Parse UAL with SumECmd (Eric Zimmerman) to extract CSV of access: user, role, source IP, first/last seen, count. Use this to map SMB or named-pipe (e.g. \PIPE\svcctl) usage to specific accounts.


3. Forensic / Detection Techniques

  1. PsExec / SMB Lateral Movement

    • Monitor for creation of PSEXESVC.exe service.

    • Check for service creation event ID 7045 in System logs.

    • Monitor file share accesses (Event ID 5140, 5145) for ADMIN$ or IPC$.

  2. WMI-based Lateral Execution

    • Hunt for wmic /node: or PowerShell WMI methods via process creation events.

    • Look for persistent WMI event subscriptions (__EventFilter, __FilterToConsumerBinding) that may indicate persistence.

  3. RDP Access

    • Use logparser or SIEM to query event logs for 4624 with Logon Type = 10.

    • Identify whether RDP was enabled/disabled (registry changes, firewall rule modifications) around the time of suspicious activity.

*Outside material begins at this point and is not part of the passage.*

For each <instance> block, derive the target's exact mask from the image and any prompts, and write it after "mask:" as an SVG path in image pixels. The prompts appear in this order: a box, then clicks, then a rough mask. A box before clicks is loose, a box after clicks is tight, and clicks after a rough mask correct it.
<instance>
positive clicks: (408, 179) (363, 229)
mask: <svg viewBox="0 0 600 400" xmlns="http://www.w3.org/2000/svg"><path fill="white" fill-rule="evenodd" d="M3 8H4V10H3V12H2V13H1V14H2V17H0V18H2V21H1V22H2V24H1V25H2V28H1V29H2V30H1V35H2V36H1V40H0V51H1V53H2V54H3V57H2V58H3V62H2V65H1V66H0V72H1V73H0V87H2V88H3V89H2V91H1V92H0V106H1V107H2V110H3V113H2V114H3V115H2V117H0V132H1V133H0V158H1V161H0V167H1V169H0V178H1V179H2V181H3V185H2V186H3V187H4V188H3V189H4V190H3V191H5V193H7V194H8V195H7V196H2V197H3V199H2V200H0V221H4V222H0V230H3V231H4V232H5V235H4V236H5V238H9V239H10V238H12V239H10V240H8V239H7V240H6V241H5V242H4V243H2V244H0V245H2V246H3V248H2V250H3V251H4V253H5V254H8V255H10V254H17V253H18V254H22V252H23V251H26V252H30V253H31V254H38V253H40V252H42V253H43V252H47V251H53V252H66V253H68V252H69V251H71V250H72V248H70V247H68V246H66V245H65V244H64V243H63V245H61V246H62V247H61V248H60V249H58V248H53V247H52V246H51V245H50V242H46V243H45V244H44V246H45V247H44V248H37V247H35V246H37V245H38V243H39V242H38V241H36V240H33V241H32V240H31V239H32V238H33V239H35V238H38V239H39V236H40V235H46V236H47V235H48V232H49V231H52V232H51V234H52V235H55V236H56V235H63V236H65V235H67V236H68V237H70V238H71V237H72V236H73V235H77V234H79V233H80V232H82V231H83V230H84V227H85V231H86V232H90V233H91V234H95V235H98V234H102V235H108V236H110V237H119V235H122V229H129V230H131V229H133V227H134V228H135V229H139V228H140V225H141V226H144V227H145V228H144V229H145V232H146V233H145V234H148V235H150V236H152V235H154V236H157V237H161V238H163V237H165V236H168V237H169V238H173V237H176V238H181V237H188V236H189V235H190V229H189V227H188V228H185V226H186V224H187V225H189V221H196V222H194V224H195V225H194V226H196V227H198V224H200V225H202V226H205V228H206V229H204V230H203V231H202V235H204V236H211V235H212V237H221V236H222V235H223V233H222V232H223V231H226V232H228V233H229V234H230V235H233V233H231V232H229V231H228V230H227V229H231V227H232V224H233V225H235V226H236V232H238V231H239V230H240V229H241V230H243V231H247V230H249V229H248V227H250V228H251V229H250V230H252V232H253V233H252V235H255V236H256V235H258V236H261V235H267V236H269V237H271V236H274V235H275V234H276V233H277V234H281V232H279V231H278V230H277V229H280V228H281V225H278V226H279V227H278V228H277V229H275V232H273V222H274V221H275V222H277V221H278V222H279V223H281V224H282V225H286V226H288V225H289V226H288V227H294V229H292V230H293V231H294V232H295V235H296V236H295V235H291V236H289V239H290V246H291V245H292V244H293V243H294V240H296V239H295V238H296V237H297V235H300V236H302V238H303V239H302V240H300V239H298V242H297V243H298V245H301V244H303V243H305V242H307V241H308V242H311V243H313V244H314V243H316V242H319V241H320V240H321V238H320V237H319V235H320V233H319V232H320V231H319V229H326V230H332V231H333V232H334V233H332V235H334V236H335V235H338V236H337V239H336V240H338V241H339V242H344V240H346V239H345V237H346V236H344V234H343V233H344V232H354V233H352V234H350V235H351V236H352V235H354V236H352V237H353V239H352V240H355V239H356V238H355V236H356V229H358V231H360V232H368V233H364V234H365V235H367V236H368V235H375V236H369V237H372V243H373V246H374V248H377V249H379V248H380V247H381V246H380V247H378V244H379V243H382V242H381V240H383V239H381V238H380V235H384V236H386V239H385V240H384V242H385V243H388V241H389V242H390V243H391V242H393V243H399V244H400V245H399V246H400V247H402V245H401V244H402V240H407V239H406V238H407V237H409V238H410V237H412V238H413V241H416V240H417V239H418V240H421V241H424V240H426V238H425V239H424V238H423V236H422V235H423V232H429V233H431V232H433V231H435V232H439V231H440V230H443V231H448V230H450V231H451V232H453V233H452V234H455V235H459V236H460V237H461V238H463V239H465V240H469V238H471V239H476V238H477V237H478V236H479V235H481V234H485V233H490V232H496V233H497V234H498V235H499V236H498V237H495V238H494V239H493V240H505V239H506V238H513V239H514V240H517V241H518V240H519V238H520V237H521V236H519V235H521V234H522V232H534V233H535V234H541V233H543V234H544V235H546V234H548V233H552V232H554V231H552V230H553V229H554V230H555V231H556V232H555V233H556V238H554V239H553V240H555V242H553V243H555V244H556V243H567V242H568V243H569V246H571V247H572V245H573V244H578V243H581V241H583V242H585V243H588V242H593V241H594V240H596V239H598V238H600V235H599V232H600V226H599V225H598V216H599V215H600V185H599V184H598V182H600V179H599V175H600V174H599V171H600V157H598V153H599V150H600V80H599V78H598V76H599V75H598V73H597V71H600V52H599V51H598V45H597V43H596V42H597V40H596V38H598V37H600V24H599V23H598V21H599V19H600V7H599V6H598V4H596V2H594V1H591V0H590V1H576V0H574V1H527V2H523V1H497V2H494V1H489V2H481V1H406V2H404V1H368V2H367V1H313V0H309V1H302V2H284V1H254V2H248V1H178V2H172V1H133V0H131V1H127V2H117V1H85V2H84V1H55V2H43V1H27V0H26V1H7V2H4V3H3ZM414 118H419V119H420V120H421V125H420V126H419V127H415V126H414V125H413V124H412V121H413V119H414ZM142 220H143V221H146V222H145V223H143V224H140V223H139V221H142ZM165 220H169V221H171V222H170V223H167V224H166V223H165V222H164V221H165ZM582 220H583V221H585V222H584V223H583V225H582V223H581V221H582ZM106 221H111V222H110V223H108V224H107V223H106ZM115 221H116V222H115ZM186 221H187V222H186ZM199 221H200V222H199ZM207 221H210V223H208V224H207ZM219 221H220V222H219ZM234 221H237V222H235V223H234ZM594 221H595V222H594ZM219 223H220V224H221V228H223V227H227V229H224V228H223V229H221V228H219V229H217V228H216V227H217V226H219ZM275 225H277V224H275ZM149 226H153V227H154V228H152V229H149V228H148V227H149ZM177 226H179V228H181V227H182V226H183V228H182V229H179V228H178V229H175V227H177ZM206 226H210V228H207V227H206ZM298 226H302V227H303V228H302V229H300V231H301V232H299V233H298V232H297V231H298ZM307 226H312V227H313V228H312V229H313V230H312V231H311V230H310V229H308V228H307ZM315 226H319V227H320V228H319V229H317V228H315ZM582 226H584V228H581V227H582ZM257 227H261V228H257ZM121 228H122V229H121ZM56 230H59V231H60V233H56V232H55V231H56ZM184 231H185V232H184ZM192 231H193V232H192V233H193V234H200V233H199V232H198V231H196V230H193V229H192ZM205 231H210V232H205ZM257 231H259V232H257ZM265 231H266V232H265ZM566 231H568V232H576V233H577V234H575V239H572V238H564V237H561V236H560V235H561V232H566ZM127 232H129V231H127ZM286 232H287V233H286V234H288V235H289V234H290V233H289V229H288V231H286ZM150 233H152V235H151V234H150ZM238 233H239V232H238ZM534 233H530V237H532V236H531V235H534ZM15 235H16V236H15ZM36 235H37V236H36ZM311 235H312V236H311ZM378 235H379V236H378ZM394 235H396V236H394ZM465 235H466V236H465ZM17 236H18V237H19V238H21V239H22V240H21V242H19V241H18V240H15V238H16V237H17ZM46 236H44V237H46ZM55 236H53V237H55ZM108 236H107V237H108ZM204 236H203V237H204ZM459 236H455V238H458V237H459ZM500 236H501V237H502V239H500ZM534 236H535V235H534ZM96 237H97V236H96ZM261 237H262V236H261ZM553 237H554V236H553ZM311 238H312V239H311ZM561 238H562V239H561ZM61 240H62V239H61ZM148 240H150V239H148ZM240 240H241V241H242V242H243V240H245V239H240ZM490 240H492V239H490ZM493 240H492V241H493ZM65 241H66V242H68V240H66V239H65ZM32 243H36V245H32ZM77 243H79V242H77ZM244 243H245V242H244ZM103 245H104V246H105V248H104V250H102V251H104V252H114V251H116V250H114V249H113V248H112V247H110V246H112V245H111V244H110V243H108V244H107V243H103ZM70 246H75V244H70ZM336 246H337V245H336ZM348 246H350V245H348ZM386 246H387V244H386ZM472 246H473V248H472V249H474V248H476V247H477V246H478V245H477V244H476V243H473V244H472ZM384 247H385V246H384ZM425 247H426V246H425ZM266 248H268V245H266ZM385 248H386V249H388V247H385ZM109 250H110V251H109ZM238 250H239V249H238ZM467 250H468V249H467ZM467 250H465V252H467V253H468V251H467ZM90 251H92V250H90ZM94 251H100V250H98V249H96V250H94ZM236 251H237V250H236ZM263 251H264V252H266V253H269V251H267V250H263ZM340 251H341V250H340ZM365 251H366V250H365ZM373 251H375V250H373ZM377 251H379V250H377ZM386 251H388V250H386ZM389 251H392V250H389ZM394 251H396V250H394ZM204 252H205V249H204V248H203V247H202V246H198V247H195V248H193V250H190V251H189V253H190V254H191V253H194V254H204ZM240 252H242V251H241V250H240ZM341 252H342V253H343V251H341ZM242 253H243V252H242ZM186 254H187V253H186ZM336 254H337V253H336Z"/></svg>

  4. UAL-based Lateral Movement Mapping

    • Extract UAL data to see which account accessed which server role from what source IP.

    • Baseline “normal” role access patterns. If a user appears in UAL for the first time or from an unusual source, it may indicate lateral movement.

    • Combine UAL findings with other artifacts (SMB logon, process creation) to reconstruct attacker path.


4. Investigation Workflow (Forensics / IR)

  1. Collection

    • On relevant Windows servers, gather:

      • UAL .mdb files from C:\Windows\System32\LogFiles\Sum

      • Security Event Logs (especially on machines used for admin tasks)

      • Sysmon (if deployed) or process logs for WMI and PsExec behavior

  2. Parsing / Extraction

    • Use SumECmd to parse UAL database to CSV.

    • Use SIEM or Log Parser to query event logs for SMB share accesses, process creations, and RDP logins.

    • Extract WMI-related execution events (processes, subscriptions).

  3. Analysis

    • Map UAL entries by user and source IP → identify unusual SMB usage.

    • Analyze process chains: PsExec or WMI parent → child processes, how they launched.

    • Build a timeline: when access happened, from where, by which account, what was executed.

  4. Correlation

    • Correlate UAL data with event logs for process creation (e.g. PsExec), network share access, and RDP authentications.

    • Link lateral movement trace: e.g., user X accessed SMB via UAL → process created remotely on target → payload executed.

  5. Reporting

    • Document suspicious or high-risk lateral movement activity: accounts used, source IPs, protocols, commands.

    • Highlight potential “beachhead” machines and compromised accounts.

    • Recommend mitigation: restrict admin shares, enforce logging, limit WMI / PsExec usage, monitor UAL.


5. Challenges & Limitations

  • Legitimate Admin Activity: Admins use SMB, PsExec, WMI, and RDP legitimately — differentiating malicious from normal is hard.

  • UAL Visibility: Not all server roles may be logged, depending on configuration.

  • Database Corruption: UAL ESE databases may be in use, requiring repair (esentutl.exe) before parsing.

  • Log Gaps: If event logging (security, process, WMI) wasn’t enabled or retained, some activity may be missing.

  • Time Skew / Correlation: Logs from different machines and artifacts may have different time sources, making correlation harder.